The other friend I met online before we moved to this town I am now visiting. R was the head of a special needs group that I contacted before we arrived. We happened to be standing next to each other on the first day of school pick-up, both anxiously awaiting our boys’ faces coming down the hall. We chatted for a moment before somehow figuring out we already sort of knew each other, and a friendship was born.

Our boys, both on the spectrum, are to this day quite different. We tried to make them friends, but I suspect C’s boisterousness and constant chatter annoyed the heck out of B (believe me, B, I get it). There were times R and I said to each other in the same moment, “I can’t believe they have the same diagnosis.” Still, we managed to find common ground. Years later, when I am fortunate enough to see R, we pick up right where we left off.

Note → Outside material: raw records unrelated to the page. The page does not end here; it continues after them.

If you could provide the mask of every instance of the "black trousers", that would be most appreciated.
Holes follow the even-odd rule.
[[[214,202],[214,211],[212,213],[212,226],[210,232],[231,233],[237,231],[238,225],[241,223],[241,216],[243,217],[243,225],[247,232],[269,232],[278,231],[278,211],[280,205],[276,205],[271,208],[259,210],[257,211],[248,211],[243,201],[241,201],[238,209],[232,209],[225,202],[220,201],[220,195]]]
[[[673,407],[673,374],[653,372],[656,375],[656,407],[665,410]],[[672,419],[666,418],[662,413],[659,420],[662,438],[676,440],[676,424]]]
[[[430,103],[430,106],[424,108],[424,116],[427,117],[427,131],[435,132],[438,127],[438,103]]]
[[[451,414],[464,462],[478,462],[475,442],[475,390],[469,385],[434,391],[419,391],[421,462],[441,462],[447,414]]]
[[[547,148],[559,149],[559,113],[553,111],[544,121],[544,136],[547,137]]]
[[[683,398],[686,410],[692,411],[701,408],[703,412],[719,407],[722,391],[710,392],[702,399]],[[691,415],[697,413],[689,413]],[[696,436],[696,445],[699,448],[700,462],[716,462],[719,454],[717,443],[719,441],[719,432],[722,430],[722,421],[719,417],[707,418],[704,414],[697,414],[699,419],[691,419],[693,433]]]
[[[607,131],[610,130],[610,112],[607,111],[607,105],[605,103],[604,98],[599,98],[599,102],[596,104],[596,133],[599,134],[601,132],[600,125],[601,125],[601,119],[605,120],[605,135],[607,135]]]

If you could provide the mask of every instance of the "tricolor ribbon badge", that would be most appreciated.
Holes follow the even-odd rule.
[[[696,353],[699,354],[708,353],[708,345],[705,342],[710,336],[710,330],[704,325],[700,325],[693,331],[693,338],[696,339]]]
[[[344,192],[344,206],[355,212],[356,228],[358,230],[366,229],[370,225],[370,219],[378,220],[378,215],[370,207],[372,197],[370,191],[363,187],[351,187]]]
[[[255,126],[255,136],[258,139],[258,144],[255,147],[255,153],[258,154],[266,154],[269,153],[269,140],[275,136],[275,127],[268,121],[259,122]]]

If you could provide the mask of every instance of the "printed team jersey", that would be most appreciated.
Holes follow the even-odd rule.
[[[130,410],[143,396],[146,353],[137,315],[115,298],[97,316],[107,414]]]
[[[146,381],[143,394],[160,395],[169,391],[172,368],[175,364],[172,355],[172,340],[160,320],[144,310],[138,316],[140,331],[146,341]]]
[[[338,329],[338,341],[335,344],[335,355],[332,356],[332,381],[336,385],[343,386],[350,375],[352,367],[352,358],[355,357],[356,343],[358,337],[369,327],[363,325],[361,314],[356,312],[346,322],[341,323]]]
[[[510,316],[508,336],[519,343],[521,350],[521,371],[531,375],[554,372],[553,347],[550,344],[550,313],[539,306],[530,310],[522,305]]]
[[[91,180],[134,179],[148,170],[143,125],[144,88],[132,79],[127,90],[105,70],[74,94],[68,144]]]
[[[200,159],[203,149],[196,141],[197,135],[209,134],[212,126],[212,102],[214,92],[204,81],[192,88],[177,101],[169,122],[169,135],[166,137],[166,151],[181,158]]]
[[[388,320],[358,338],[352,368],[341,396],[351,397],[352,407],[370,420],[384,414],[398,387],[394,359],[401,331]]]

Most of the time we are talking about our boys, and while their challenges are different, there are random little similarities that bring us together in our understanding.

Being back in this little town always makes me nostalgic. Had we stayed past C being in 4th grade, would he be attending the local high school or would we be driving him to the big city over the hill to a different school? Would C have a level of comfort he does not have now? Would he, with a support system we have not had since we left here, have experienced things differently than he has? Would we all have?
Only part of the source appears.